Last year, James Clapper, the director of national intelligence, came under fire after he told the Senate Intelligence Committee in March that the United States does not collect data on millions of Americans.
But, as the secret documents leaked by former federal contractor Edward Snowden showed a few months later, that was not true.
President Barack Obama said in interview to be aired Friday on CNN that "Jim Clapper himself would acknowledge, and has acknowledged, that he should have been more, careful about how he responded.
"His concern was that he had a classified program that he couldn't talk about and he was in an open hearing in which he was asked, he was prompted, to disclose a program, and so he felt that he was caught between a rock and a hard place," Obama told CNN's Jake Tapper. "Subsequently, I think he's acknowledged that he could have handled it better."
Sen. Ron Wyden, D-Ore., asked Clapper in March, "Does the [National Security Agency] collect any type of data at all on millions or hundreds of millions of Americans?"
Clapper responded: "No, sir. Not wittingly. There are cases where they could, inadvertently perhaps, collect -- but not wittingly."
Obama said Clapper has spoken to Wyden since that exchange.

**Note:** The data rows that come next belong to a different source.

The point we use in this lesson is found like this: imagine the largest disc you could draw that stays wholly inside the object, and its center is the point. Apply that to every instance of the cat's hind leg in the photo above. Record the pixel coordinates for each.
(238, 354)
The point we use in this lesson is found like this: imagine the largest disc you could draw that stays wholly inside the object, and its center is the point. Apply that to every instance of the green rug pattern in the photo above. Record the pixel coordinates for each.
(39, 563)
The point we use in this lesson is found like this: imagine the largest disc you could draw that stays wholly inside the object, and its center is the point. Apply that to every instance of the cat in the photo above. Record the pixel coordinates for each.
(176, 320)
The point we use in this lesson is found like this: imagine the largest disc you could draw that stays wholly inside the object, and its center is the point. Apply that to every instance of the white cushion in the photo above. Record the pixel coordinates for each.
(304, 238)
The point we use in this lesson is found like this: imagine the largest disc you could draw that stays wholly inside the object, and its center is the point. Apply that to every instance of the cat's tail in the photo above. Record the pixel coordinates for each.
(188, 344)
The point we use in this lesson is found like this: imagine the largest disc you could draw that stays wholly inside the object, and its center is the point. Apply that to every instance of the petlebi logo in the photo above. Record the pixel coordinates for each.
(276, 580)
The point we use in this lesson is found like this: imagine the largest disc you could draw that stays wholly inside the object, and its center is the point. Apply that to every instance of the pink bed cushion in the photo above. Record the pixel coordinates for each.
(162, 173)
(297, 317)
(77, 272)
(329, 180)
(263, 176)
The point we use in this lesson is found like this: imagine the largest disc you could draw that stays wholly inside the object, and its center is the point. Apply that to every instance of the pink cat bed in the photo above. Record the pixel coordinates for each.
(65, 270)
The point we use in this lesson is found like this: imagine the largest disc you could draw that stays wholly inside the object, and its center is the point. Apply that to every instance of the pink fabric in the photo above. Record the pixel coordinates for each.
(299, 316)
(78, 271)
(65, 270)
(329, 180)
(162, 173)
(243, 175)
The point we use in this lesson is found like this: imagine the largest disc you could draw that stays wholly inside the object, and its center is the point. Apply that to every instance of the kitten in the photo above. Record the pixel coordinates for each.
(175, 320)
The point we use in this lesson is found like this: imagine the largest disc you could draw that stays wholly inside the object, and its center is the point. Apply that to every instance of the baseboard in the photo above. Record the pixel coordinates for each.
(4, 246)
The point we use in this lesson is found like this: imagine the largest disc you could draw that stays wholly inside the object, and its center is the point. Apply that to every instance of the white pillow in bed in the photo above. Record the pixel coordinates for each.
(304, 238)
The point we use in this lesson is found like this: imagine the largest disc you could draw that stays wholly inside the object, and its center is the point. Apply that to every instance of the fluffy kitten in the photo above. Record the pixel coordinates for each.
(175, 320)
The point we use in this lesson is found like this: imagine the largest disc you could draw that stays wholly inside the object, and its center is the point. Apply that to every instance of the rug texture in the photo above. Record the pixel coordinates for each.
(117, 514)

"The broader point is that everybody that I've dealt with in our intelligence community is really working hard to try to do a very tough job to protect us when there are constant threat streams coming at us, but doing so in a way that's consistent with the law and is consistent with our constitution and consistent with our privacy rights," he said.
Obama announced a slew of changes to the United States's vast surveillance programs, including reining in a phone collection program, halting spying on dozens of foreign leaders, appointing a team of advocates to sometimes appear before the nation's secret surveillance court -- which now hears arguments only from the government - and releasing more classified documents.
"What's clear is that we are going to have to do a better job of being transparent about what we do, to have a robust public debate about what we do," Obama told Tapper.